Qwen3#
Note
The Qwen3 series includes models of both dense and Mixture-of-Expert (MoE) architectures, with parameter scales ranging from 0.6 to 235 billion. A key innovation in Qwen3 is the integration of thinking mode (for complex, multi-step reasoning) and non-thinking mode (for rapid, context-driven responses) into a unified framework.
Architecture#
The architecture of the Qwen3 dense models is similar to Qwen2.5, we remove QKV-bias used in Qwen2 and introduce QK-Norm to the attention mechanism to ensure stable training for Qwen3. Unlike Qwen2.5-MoE, the Qwen3-MoE design excludes shared
experts. Furthermore, we adopt the global-batch load balancing loss to encourage expert
specialization.
Pre-training#
Pre-training Data. Compared with Qwen2.5, we have significantly expanded the scale and diversity of our training data.
Pre-training Stage.
General Stage
Reasoning Stage
Long Context Stage
Post-training#
As illustrated in Figure 1, the flagship models in the Qwen3 series follow a sophisticated four-stage training process. The first two stages focus on developing the models’ “thinking” abilities. The next two stages aim to integrate strong “non-thinking” functionalities into the models.
Long-CoT Cold Start#
We begin by curating a comprehensive dataset that spans a wide range of categories, including math, code, logical reasoning, and general STEM problems. Each problem in the dataset is paired with verified reference answers or code-based test cases.
The dataset construction involves a rigorous two-phase filtering process: query filtering and response filtering.
We use Qwen2.5-72B-Instruct to identify and remove queries that are not easily verifiable. Furthermore, we exclude queries that Qwen2.5-72B-Instruct can answer correctly without using CoT reasoning. Additionally, we annotate each query’s domain using Qwen2.5-72B-Instruct to maintain balanced domain representation across the dataset.

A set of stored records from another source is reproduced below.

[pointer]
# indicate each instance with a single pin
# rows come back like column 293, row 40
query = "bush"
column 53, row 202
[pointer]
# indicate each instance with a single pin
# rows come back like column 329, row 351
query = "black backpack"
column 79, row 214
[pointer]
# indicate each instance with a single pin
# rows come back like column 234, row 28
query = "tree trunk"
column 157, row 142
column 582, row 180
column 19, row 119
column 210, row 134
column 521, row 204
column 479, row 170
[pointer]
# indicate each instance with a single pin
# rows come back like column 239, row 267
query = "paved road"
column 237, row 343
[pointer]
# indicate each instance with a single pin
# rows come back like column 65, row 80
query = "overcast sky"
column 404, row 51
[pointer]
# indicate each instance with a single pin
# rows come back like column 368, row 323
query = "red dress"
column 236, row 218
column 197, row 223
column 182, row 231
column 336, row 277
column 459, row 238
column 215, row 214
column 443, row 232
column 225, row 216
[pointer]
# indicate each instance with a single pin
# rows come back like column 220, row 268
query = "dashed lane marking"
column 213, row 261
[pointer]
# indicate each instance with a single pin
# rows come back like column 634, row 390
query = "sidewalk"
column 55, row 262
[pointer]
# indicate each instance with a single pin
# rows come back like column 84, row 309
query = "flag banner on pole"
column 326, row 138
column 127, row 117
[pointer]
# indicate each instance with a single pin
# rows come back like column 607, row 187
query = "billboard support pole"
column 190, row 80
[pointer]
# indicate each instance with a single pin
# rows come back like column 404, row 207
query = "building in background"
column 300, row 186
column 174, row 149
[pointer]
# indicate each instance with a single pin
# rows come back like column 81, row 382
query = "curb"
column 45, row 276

After reserving a validation query set, we generate \(N\) candidate responses for each remaining query using QwQ-32B. For queries with positive \(Pass@N\), further stringent filtering criteria are applied.
The objective at this stage is to instill foundational reasoning patterns in the model without overly emphasizing immediate reasoning performance.
Reasoning RL#
The query-verifier pairs used in the Reasoning RL stage must satisfy the following four criteria:
They were not used during the cold-start phase.
They are learnable for the cold-start model.
They are as challenging as possible.
They cover a broad range of sub-domains.
We ultimately collect a total
of 3,995 query-verifier pairs, and employed GRPO to update the model parameters. We observe that using a large batch size and a high number of rollouts per query, along with off-policy
training to improve sample efficiency, is beneficial to the training process. We have also addressed how
to balance exploration and exploitation by controlling the model’s entropy to increase steadily or remain stable, which is crucial for maintaining stable training.
Caution
off-policy? How to balance exploration and exploitation by controlling the model’s entropy?
Thinking Mode Fusion#
Construction of SFT data. The SFT dataset combines both the “thinking” and “non-thinking” data. The “thinking” data is generated via rejection sampling on Stage 1 queries using the Stage 2 model itself. The “non-thinking” data, on the other hand, is carefully curated to cover a diverse range of tasks, we employ automatically generated checklists for assessing the response quality of “non-thinking” data.
Chat Template Design.
Thinking Budget. An additional advantage of Thinking Mode Fusion is that, once the model learns to respond in both non-thinking and thinking modes, it naturally develops the ability to handle intermediate cases—generating responses based on incomplete thinking. Specifically, when the length of the model’s thinking reaches a user-defined threshold, we manually halt the thinking process and insert the stop-thinking instruction: “Considering the limited time by the user, I have to give the solution based on the thinking directly now.\n.\n\n”.
General RL#
The General RL stage aims to broadly enhance the models’ capabilities and stability across diverse scenarios. To facilitate this, we have established a sophisticated reward system covering over 20 distinct tasks, each with customized scoring criteria. We utilized three distinct types of rewards:
Rule-based Reward
Model-based Reward with Reference Answer
Model-based Reward without Reference Answer
Strong-to-Weak Distillation#
The Strong-to-Weak Distillation pipeline is specifically designed to optimize lightweight models, the distillation process is divided into two primary phases:
Off-policy Distillation: At this initial phase, we combine the outputs of teacher models generated with both /think and /no_think modes for response distillation.
On-policy Distillation: In this phase, the student model generates on-policy sequences for fine-tuning. Specifically, prompts are sampled, and the student model produces responses in either /think or /no_think mode. The student model is then fine-tuned by aligning its logits with those of a teacher model (Qwen3-32B or Qwen3-235B-A22B) to minimize the KL divergence.